Arrays are good for two major reasons: they allow you to access data of the same type sequentially and they allow you to index those same data. In Julia, you can have an Array of any type or types, including custom types. You can also have arrays of arrays. It is important to note that in Julia, Array{Float64, 1} does not equal Float64.

julia> a = ones(1)
1-element Array{Float64,1}:
 1.0

julia> b = 1
1

julia> a == b
false

julia> a[1] == b
true

Passing by value and reference

Arrays can be indexed to get at the raw data stored within the data structure. This is necessary for manipulating data structures/performing computations. Some programming languages (like MATLAB) pass-by-value which means that (a) indexing always results in more memory being used, represented by a variable binding, and (b) pointers (if any) are not exposed to the user.

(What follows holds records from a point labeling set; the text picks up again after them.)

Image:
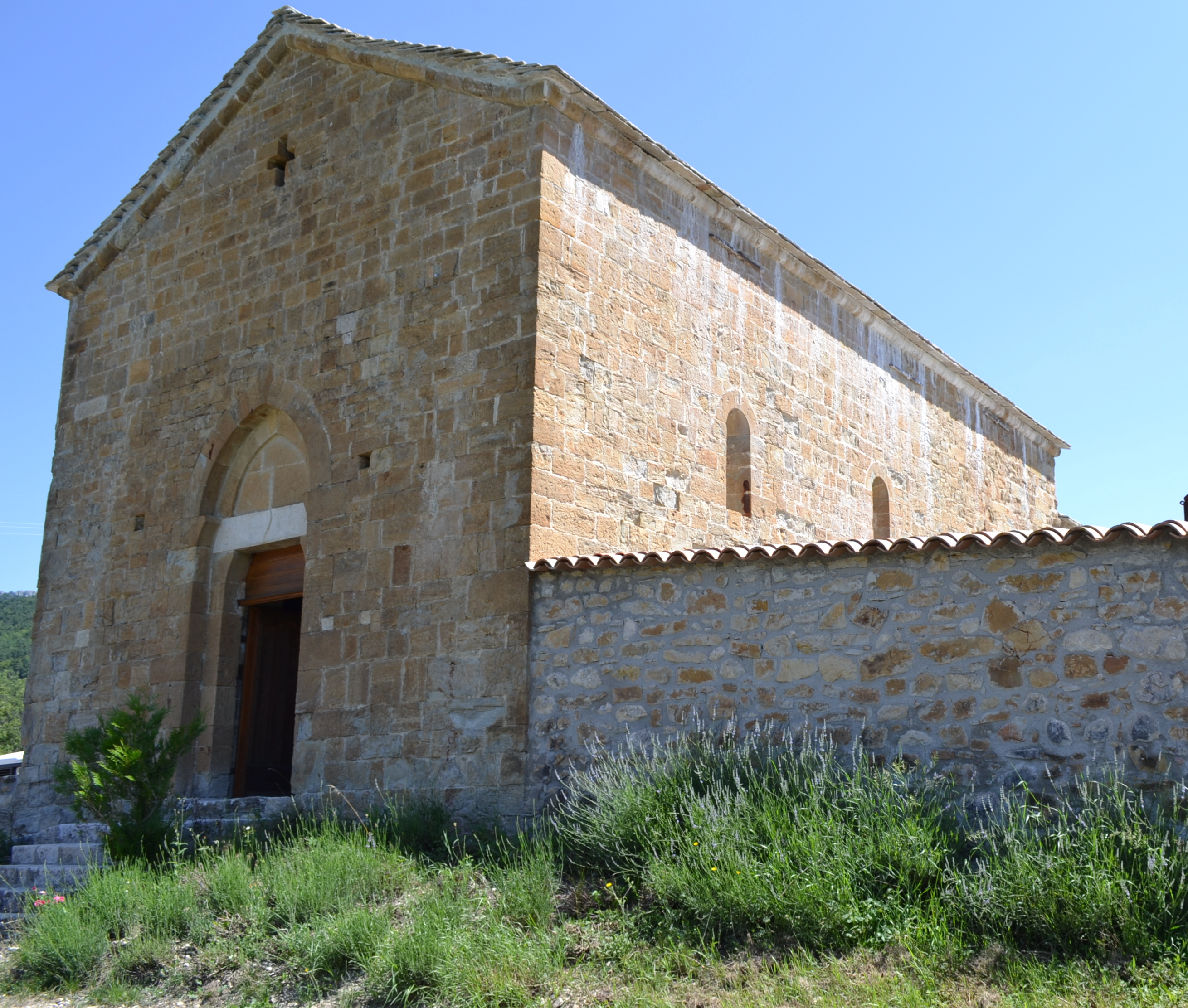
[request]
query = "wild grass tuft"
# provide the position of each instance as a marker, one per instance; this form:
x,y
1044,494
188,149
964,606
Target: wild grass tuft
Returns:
x,y
689,871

A pointer is a piece of data that refers to the location in memory of another piece of data. The idea of a house address is often used in analogy. The address of a house is an unambiguous identifier to the house itself, but doesn't directly contain any information about what's in the house. A pointer points to a piece of data in memory so that you can find it.

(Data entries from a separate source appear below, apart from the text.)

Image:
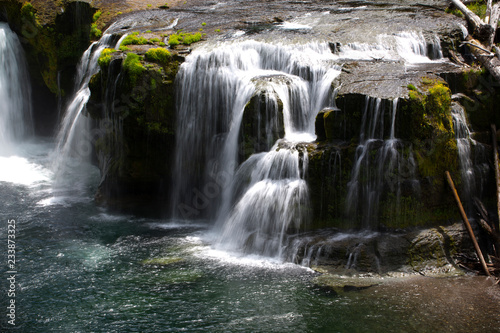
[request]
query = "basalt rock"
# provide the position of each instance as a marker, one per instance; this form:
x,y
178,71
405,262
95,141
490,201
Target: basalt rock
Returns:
x,y
54,35
132,103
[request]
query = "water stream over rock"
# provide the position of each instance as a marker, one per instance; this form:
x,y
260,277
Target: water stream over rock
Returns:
x,y
15,92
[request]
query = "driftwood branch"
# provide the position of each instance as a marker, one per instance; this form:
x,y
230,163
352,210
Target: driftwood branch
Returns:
x,y
471,17
483,35
495,236
497,170
467,224
492,64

When a programming language passes-by-reference, that means that pointers are being used. Data are not copied. Many lower-level programming languages like C, C++, Fortran, Go, and Rust make extensive use of pointers. This is because telling someone your address is way less expensive than letting them examine your entire house. Julia makes some use of passing by reference. For example, if I wanted to manipulate an array a by first creating a new variable binding b and then indexing a value within the array to change its value, the value would be changed in both variables because in Julia a and b point to the same data.

julia> a = ones(3)
3-element Array{Float64,1}:
 1.0
 1.0
 1.0

julia> b = a
3-element Array{Float64,1}:
 1.0
 1.0
 1.0

julia> b[1] = 0
0

julia> b
3-element Array{Float64,1}:
 0.0
 1.0
 1.0

julia> a
3-element Array{Float64,1}:
 0.0
 1.0
 1.0

In contrast, if instead of creating a new variable binding, I "sliced" into the array, using :-notation I would a new variable binding which points to different data.

julia> b = a[:]
3-element Array{Float64,1}:
 0.0
 1.0
 1.0

julia> b[1] = 1
1

julia> a
3-element Array{Float64,1}:
 0.0
 1.0
 1.0

julia> b
3-element Array{Float64,1}:
 1.0
 1.0
 1.0

In this way, Julia allows both passing-by-reference and passing-by-value.

MATLAB

MathWorks has made several design choices which set MATLAB apart from other programming languages. These traits make the language very powerful for linear algebra, but can lead to some confusion.

Every variable is an array

Everything in MATLAB is an array, though they are usually called matrices and always have a minimum dimensionality of 2. This means that the standard data type in MATLAB for a scalar value is a 1x1 double, where Double refers to a double-precision floating point number. Scalars have matrix representation in MATLAB, thought they are afforded some special rules. For instance, scalar multiplication onto matrices is defined, even though scalars are treated as arrays. This is not true in Julia. You need an actual scalar for it to work in Julia.

Strings (sequences of characters) are a new concept in MATLAB. Before 2016, MATLAB did not have strings, though it does have "character arrays." These are matrices which contain alphanumeric symbols in the Unicode glyphset (UTF-16). If you want to load a text document in MATLAB, where each line might have a different number of characters (including spaces), you will need a Cell array, since you can't use a matrix. Alternatively, you could pad the smaller lines with spaces or some other delimiting character until all lines are the same length (and can be vertically concatenated).

More complex data types, such as Tables and Structs are also arrays in MATLAB.

All arrays pass-by-value

Slicing or otherwise indexing an array (matrix) results in a brand-new matrix.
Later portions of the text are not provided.